McCarthy may have started as a traditional triple threat, but she has grown into a multi-pronged industry threat in the sense that you are almost just as likely to see the acting vet cast in a silver screen role, as you are likely to see her on the stage or on the small screen. Though the actress is of the opinion that acting is acting and that stage techniques can work just as well on the small screen as they can in front of a live theatre audience (she finds Breaking Bad to be very Shakespearean, in the best sense), she has a special fondness for television acting.
We posed the actress a King Solomon–inspired query and asked her to choose between television, stage or big screen as a favourite acting medium (should she only be able to do one for the rest of her life).

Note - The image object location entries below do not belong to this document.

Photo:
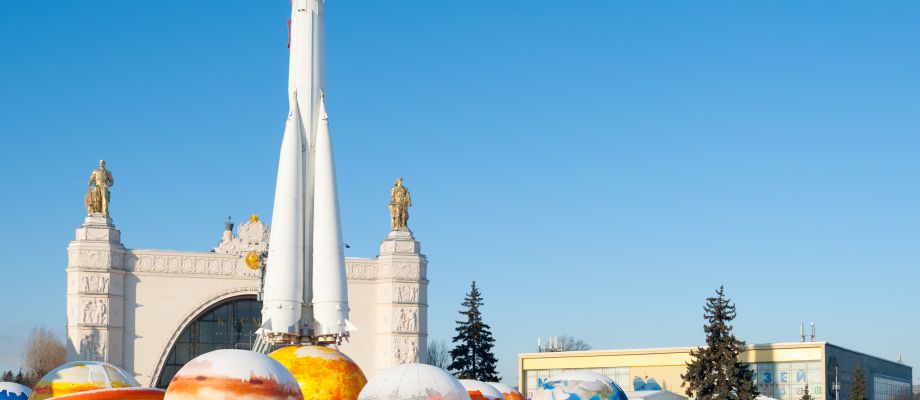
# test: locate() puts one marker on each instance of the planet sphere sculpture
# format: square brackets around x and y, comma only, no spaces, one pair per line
[414,382]
[579,385]
[233,375]
[323,373]
[509,392]
[481,391]
[14,391]
[91,380]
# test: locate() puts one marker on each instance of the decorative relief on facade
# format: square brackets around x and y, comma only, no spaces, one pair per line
[90,258]
[92,346]
[406,294]
[95,284]
[361,271]
[95,311]
[405,350]
[251,236]
[405,271]
[185,264]
[406,320]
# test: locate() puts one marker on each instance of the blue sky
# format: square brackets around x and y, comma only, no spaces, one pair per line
[598,167]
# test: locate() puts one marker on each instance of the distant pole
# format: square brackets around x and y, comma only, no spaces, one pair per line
[836,383]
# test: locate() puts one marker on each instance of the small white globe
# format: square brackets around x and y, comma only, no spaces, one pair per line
[481,391]
[11,390]
[414,382]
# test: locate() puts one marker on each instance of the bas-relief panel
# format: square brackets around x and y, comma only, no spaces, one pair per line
[93,345]
[406,293]
[94,311]
[361,271]
[91,258]
[187,264]
[94,283]
[405,350]
[406,320]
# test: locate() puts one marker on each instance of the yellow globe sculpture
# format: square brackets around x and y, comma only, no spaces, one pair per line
[323,373]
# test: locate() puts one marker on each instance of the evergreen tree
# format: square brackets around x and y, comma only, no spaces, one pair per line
[472,356]
[714,371]
[806,395]
[858,390]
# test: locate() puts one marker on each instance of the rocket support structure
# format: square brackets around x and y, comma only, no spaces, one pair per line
[305,292]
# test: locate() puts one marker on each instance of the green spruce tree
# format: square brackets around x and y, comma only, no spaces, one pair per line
[806,395]
[714,371]
[472,356]
[858,390]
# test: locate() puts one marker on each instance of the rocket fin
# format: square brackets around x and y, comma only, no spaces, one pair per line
[283,284]
[330,289]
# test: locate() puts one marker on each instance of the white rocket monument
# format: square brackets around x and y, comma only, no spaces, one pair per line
[305,293]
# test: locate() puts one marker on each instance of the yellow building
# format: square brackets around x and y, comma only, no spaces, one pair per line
[781,370]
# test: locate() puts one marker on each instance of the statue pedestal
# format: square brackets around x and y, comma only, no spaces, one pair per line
[95,292]
[400,241]
[98,227]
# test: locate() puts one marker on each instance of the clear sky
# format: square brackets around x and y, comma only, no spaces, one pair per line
[598,167]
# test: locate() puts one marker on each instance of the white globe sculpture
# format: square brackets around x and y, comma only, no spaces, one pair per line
[414,382]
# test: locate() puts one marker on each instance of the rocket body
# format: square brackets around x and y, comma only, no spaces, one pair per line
[305,293]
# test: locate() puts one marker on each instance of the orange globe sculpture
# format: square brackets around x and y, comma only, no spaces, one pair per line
[323,373]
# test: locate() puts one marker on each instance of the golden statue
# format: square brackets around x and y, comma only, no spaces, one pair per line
[399,206]
[97,193]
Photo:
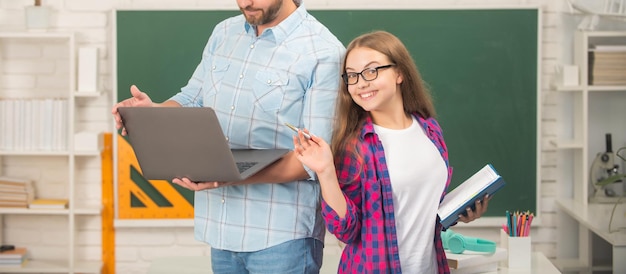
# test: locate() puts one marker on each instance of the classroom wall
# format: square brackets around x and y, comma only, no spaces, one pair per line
[136,247]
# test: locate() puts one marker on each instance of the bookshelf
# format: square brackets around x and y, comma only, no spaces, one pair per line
[32,64]
[588,112]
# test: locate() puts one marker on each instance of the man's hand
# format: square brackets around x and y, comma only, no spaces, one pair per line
[138,99]
[195,186]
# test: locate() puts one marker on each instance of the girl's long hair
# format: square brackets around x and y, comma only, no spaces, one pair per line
[350,116]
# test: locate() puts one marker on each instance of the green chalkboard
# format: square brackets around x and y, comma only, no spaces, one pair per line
[480,64]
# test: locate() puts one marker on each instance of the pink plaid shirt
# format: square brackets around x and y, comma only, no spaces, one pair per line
[369,227]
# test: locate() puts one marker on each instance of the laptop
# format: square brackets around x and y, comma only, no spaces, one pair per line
[176,142]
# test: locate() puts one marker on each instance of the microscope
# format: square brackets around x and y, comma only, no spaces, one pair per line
[605,178]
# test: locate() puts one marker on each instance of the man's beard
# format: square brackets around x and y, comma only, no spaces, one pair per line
[266,16]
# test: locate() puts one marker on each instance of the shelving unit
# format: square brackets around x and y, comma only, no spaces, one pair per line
[588,113]
[57,61]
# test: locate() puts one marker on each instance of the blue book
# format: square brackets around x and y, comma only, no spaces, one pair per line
[485,181]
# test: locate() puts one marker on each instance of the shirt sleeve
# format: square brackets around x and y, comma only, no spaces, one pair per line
[346,229]
[191,94]
[321,94]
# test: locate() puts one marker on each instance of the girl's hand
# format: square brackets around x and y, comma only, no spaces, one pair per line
[314,153]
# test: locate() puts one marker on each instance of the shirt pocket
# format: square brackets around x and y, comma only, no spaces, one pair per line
[214,77]
[270,88]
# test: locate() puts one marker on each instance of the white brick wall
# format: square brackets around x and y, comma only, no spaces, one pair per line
[137,247]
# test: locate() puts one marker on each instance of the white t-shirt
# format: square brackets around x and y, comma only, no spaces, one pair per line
[418,175]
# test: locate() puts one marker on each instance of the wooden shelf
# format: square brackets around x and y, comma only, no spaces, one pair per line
[51,266]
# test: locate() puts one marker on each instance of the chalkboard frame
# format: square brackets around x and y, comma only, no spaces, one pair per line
[381,19]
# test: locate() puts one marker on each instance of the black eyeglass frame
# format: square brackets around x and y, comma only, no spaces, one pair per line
[344,76]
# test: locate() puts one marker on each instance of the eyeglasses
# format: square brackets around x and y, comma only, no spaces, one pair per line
[368,74]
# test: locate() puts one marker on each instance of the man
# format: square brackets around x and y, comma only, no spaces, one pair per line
[273,64]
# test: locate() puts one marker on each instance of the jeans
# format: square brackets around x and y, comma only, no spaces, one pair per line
[301,256]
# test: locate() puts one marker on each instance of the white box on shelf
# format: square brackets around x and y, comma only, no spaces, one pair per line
[87,69]
[569,75]
[87,141]
[519,251]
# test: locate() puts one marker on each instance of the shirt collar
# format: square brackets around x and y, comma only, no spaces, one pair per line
[281,31]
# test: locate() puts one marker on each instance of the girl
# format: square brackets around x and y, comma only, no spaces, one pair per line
[386,170]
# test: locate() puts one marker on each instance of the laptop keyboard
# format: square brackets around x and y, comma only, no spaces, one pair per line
[243,166]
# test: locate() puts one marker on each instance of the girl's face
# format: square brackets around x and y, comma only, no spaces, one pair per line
[381,93]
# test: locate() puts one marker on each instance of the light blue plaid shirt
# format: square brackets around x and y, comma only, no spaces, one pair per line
[290,73]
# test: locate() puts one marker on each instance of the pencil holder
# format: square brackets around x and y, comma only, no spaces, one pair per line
[518,251]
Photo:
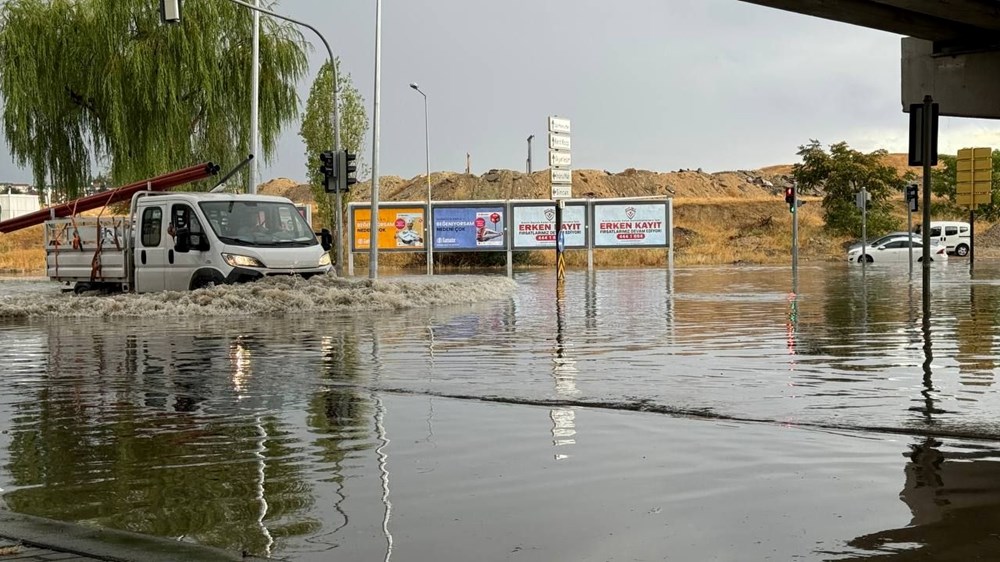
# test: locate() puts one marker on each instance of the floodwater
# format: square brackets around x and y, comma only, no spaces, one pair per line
[694,414]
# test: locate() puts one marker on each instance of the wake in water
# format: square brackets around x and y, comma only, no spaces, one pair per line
[271,296]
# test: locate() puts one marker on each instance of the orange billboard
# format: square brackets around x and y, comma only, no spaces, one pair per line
[399,228]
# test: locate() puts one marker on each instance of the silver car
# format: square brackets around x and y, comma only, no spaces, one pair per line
[896,249]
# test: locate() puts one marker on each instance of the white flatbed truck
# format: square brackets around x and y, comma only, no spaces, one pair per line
[184,241]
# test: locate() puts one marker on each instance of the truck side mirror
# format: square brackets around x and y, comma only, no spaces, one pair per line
[201,242]
[182,240]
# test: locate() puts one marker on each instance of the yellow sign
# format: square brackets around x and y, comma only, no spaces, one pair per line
[974,176]
[399,228]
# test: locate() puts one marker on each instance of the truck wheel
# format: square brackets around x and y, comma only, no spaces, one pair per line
[206,278]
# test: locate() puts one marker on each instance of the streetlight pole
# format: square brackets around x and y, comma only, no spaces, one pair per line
[428,233]
[336,118]
[255,99]
[529,152]
[376,135]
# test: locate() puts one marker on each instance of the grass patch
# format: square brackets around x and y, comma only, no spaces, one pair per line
[23,251]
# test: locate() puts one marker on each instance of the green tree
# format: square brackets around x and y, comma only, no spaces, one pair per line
[317,129]
[840,174]
[944,182]
[103,81]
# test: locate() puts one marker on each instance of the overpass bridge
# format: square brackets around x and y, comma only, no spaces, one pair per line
[950,48]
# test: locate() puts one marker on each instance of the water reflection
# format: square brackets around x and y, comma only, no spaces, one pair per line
[564,375]
[272,435]
[952,490]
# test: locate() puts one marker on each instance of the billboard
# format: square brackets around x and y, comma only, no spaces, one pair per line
[400,228]
[461,228]
[534,225]
[631,224]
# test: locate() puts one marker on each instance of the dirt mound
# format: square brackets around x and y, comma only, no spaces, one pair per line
[508,184]
[284,187]
[764,183]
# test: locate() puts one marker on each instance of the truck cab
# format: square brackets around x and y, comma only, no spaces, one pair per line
[185,241]
[956,236]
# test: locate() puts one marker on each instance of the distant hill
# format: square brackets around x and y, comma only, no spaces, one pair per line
[898,161]
[682,184]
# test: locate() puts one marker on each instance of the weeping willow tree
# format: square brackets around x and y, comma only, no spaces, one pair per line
[102,81]
[317,129]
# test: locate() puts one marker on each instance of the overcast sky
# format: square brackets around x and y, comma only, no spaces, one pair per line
[650,84]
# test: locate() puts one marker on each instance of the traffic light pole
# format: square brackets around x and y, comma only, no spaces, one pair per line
[795,231]
[337,222]
[909,229]
[925,231]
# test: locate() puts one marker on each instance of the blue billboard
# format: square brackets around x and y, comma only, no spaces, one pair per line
[464,228]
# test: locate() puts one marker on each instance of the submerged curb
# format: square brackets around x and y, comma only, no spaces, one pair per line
[105,544]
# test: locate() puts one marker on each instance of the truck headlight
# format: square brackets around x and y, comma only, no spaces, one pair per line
[236,260]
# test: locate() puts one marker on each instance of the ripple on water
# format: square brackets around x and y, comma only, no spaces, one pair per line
[271,296]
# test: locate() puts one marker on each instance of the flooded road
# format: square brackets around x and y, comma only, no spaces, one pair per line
[703,414]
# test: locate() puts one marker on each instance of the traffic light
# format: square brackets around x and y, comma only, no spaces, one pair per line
[346,170]
[170,11]
[328,169]
[912,197]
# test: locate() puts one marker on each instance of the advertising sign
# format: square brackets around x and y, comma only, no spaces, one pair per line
[534,226]
[469,228]
[630,224]
[399,228]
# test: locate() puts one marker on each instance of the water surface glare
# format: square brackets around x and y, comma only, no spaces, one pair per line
[713,413]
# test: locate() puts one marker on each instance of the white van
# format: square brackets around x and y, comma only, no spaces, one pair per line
[954,235]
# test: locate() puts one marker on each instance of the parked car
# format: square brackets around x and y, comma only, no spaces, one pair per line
[955,235]
[880,240]
[896,249]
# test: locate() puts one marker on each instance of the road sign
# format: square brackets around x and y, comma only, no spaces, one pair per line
[861,198]
[974,176]
[560,159]
[562,191]
[561,176]
[559,142]
[559,125]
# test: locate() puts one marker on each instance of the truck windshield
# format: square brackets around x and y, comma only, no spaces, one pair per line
[258,223]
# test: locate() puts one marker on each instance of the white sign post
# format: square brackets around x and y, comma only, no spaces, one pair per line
[559,158]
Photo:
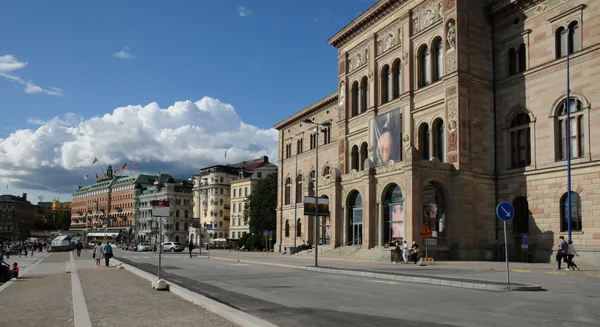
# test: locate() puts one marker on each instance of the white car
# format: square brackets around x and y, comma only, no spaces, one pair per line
[172,247]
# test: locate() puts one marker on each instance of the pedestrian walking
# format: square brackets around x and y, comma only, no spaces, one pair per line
[97,253]
[414,252]
[405,252]
[571,253]
[107,253]
[562,252]
[79,246]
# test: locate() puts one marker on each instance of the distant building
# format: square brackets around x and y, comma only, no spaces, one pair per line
[175,227]
[17,216]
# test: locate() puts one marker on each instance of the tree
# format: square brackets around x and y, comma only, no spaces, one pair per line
[259,209]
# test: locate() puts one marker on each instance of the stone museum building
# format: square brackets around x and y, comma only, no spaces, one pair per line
[442,110]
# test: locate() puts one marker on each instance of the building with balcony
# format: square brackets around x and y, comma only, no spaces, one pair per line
[241,188]
[443,109]
[110,206]
[175,227]
[17,217]
[212,199]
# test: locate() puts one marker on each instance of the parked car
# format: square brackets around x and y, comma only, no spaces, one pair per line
[172,247]
[145,247]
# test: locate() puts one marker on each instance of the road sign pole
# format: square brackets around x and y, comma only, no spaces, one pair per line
[506,255]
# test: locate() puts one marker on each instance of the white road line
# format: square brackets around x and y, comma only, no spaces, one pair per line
[80,312]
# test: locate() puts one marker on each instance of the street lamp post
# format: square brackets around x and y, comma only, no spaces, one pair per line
[317,217]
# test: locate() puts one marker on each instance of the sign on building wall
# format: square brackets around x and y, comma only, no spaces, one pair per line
[387,137]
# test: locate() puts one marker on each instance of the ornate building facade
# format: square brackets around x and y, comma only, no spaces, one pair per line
[444,109]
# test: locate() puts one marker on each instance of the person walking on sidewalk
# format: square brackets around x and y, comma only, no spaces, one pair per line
[79,246]
[562,251]
[97,253]
[570,254]
[107,253]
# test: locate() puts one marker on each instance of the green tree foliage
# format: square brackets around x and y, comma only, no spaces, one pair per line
[259,209]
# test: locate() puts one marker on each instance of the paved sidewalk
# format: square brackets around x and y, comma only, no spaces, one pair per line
[64,290]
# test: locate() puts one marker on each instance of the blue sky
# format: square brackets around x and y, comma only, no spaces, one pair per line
[65,66]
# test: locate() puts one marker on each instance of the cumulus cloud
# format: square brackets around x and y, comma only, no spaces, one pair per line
[244,12]
[9,64]
[124,54]
[179,140]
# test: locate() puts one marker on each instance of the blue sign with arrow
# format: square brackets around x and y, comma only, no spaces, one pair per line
[505,211]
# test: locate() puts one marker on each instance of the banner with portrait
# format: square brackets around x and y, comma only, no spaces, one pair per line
[387,139]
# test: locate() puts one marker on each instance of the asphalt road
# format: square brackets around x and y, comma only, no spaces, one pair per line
[293,297]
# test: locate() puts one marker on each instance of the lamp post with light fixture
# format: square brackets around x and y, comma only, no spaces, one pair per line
[317,217]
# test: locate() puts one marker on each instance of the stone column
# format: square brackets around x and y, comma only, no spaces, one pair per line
[380,224]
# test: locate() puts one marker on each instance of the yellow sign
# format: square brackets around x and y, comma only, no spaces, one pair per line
[426,232]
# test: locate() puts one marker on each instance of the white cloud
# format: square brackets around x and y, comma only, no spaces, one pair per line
[10,64]
[244,12]
[179,140]
[124,54]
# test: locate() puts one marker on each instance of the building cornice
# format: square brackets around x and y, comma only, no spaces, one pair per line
[324,102]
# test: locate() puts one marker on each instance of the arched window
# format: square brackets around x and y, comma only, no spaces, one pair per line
[438,61]
[577,129]
[424,141]
[288,189]
[364,94]
[438,139]
[522,58]
[364,152]
[299,189]
[576,212]
[397,78]
[384,85]
[520,141]
[355,158]
[424,67]
[512,61]
[298,228]
[355,99]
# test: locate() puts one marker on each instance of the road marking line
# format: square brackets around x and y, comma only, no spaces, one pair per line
[80,311]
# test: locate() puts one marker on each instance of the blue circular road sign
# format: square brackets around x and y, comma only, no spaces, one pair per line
[505,211]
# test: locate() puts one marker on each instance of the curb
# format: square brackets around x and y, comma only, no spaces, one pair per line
[235,316]
[24,272]
[483,285]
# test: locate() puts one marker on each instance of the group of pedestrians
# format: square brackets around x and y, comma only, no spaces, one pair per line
[404,252]
[566,252]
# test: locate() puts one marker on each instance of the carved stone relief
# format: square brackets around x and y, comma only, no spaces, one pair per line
[451,62]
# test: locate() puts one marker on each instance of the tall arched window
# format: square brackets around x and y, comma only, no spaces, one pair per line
[355,99]
[397,78]
[438,139]
[364,94]
[384,78]
[577,129]
[424,141]
[576,212]
[520,141]
[424,67]
[438,49]
[355,158]
[287,191]
[299,189]
[364,152]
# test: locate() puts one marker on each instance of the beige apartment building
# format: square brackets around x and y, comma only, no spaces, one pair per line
[443,109]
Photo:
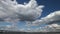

“If I had to choose? Hands down I would do another TV series,” responds McCarthy without needing time to reflect. “You get to stay with the character and be in her skin for a longer time than a movie. I love wallowing in that! And I love the theatrical family that is created.”
After wrapping up a six-year role as Sarah Hamoudi on CBC’s Little Mosque on the Prairie, McCarthy has taken some time to pursue personal writing projects. She has also taken the beat as an opportunity to teach courses at Humber College and the Canadian Film Centre.
McCarthy currently has two creative projects on the back burner. The first is a buddy flick she is co-writing for herself and, hopefully, her pal Liza Minnelli. The second creative project, which she is co-writing with Brendan Howley and Laurie Lynd, has been dubbed The Departure Lounge, and is a comedy set in a retirement community populated by a raucous bunch of geriatrics.
McCarthy’s daughter, Mackenzie Donaldson, was recently awarded a $150,000 grant to produce a web series, Whatever, Linda. McCarthy will play a CEO who’s being Bernie Madoffed by a clique of conniving secretaries. The ever-busy McCarthy also recently finished filming Dear Viola (with Kellie Martin). If that wasn’t enough, the actress will also appear in a triplet of films slated for 2014 release: Algonquin (with Nicholas Campbell), No Stranger Than Love (starring Colin Hanks and Alison Brie) and Canadian flick A Fighting Man (starring James Caan and Dominic Purcell).
In A Fighting Man, the veteran actress moves from the Little Mosque–era role of the middle-aged mother to a mother at the end of her life. McCarthy embraces being cast in these silver roles.
“As I’ve aged, I’ve become less ambitious, and I mean that in the best way.… It’s not the end of the world if I don’t get a part. Lately, I’m feeling more comfortable in my skin. There’s that old cliché: you finally figure out how to do it and you’re too friggin’ old. But I kind of looked old when I was 10. So, I say, ‘Bring it!’ ”
And when an ex-cheerleader says bring it on, she means business.